Pemerintah Provinsi DKI Jakarta telah memoderasi APBD dari semula Rp87,9 triliun menjadi Rp47,2 triliun karena pandemi. Ini terjun bebas dalam sejarah DKI Jakarta.
“Tinggal 53%. Belum pernah di dalam sejarah Pemprov DKI Jakarta, kita mengalami penurunan pendapatan sebesar ini, yaitu lebih dari Rp 40 triliun,” kata Anies dalam konferensi online pada Jumat (29/5/2020).
Untuk menutupi semua itu, Pemprov mengambil kebijakan relokasi anggaran. Anggaran yang dirasa tak dibutuhkan akan dipindahkan untuk yang lebih penting. “Semua mengalami pemangkasan dan pemangkasannya drastis,” kata Anies.

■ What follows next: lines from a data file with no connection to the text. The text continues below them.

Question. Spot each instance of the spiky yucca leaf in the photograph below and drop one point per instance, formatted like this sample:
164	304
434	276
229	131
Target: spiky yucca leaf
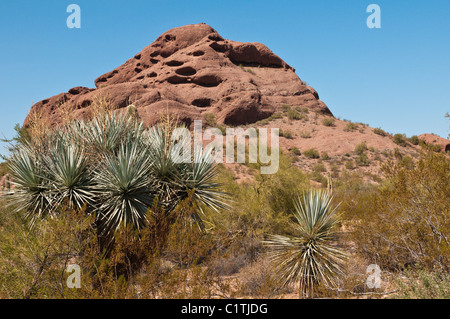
124	182
68	174
310	257
32	191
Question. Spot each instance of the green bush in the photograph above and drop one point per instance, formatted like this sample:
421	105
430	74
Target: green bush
316	260
305	134
294	115
350	127
328	121
404	223
296	151
286	133
311	153
379	131
324	156
414	140
400	139
361	148
112	166
362	160
349	164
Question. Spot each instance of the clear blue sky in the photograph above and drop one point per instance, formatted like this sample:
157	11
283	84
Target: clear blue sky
396	77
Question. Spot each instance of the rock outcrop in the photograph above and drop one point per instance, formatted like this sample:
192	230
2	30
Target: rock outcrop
192	71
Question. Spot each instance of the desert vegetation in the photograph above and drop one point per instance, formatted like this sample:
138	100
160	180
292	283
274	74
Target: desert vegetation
109	195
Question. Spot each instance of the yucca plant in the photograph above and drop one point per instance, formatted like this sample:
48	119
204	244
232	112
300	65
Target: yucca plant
117	169
311	257
125	186
32	189
67	172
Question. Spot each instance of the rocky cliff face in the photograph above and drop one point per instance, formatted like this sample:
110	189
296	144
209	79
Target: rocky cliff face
192	71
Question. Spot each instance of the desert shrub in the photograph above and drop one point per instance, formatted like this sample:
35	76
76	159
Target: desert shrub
379	131
349	164
361	148
407	222
414	140
435	148
350	127
319	167
294	115
324	155
303	110
362	160
311	153
259	280
114	167
400	139
296	151
305	134
424	285
328	121
308	258
286	133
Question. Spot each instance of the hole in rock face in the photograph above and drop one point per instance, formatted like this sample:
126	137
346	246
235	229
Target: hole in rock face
218	47
208	80
198	53
165	54
74	91
170	37
203	102
215	37
186	71
84	104
174	63
175	79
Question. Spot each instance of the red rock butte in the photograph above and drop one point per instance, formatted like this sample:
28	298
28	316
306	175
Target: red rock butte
192	71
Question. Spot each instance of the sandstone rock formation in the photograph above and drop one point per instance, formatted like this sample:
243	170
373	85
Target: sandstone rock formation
192	71
433	139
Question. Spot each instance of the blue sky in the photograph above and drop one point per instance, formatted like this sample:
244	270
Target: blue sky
396	77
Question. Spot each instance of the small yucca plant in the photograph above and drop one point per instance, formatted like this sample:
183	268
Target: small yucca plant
310	258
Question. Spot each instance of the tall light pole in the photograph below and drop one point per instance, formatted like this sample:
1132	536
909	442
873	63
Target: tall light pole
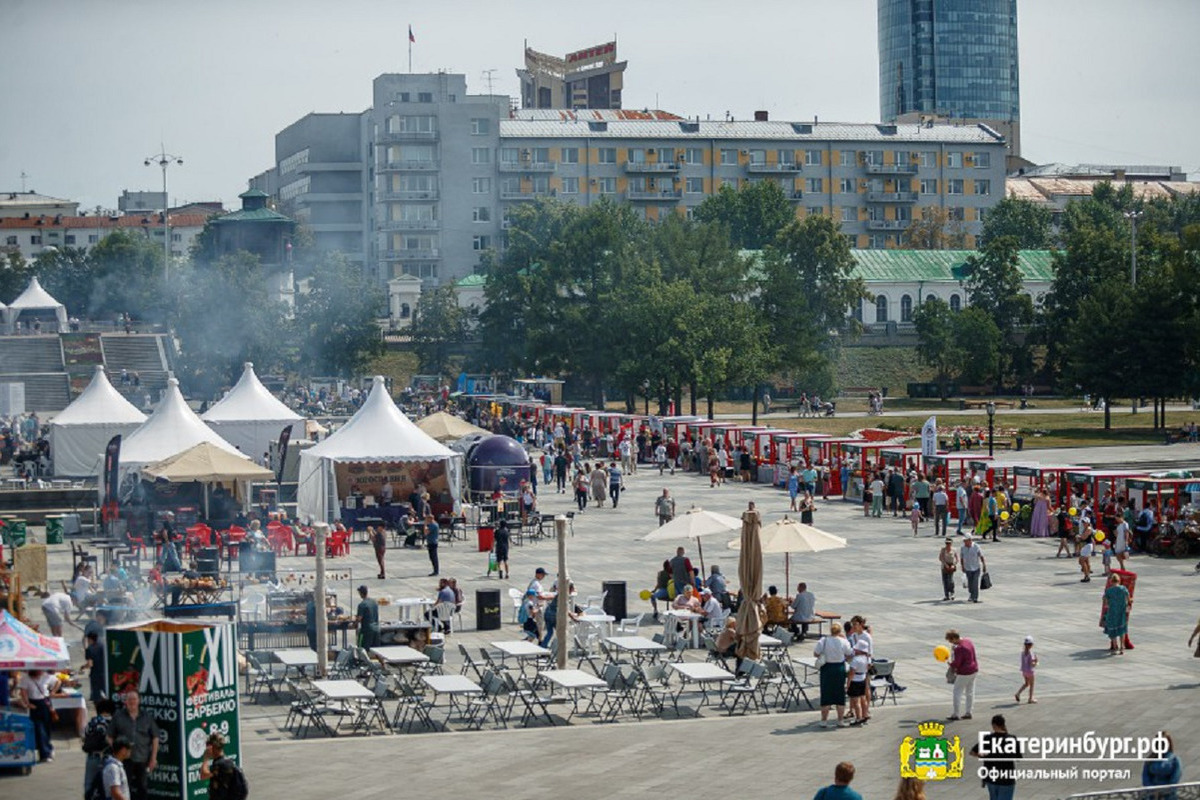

Kendati demikian, Pemprov DKI menambah anggaran untuk penanganan dampak pandemi corona. Kenaikan anggaran penanganan bencana ini untuk penanganan kesehatan, dampak sosial ekonomi, bantuan-bantuan sosial yang terkait dengan Covid-19. Jumlahnya kini mencapai Rp5 triliun.
Sekitar separuh pendapatan DKI Jakarta bersumber dari pajak daerah. Namun, tahun ini, Pemprov juga telah mengoreksi target penerimaan pajak menjadi hanya Rp22,5 triliun akibat pandemi virus corona, dari semula Rp50,17 triliun.
Jika diperinci, realisasi penerimaan pajak kendaraan bermotor (PKB) hingga akhir tahun diperkirakan hanya Rp7,1 triliun dari target semula Rp9,5 triliun. Penerimaan pajak bea balik nama kendaraan bermotor diproyeksi hanya Rp2,5 triliun dari target awal Rp5,9 triliun. Penerimaan pajak bahan bakar kendaraan bermotor (PBBKB) diestimasi senilai Rp700 miliar dari target Rp1,4 triliun.
Sementara itu, penerimaan pajak air tanah diperkirakan hanya Rp45 miliar dari target awal Rp120 miliar, pajak hotel hanya Rp625 miliar dari target awal Rp1,9 triliun, pajak restoran Rp1,4 triliun dari target awal Rp4,2 triliun, serta pajak hiburan Rp300 miliar dari target awal Rp1,1 triliun.
Adapun pajak reklame diproyeksi hanya terkumpul Rp200 miliar dari target awal Rp1,3 triliun, pajak penerangan jalan Rp475 miliar dari target awal Rp1 triliun, serta pajak parkir Rp575 miliar dari target awal Rp1,3 triliun.
Bea perolehan hak atas tanah dan bangunan (BPHTB) diproyeksi hanya terkumpul Rp1,7 triliun dari target awal Rp10,6 triliun serta pajak bumi dan bangunan (PBB) senilai Rp6,1 triliun dari target awal Rp11 triliun. Adapun penerimaan pajak rokok diprediksi tetap Rp650 miliar.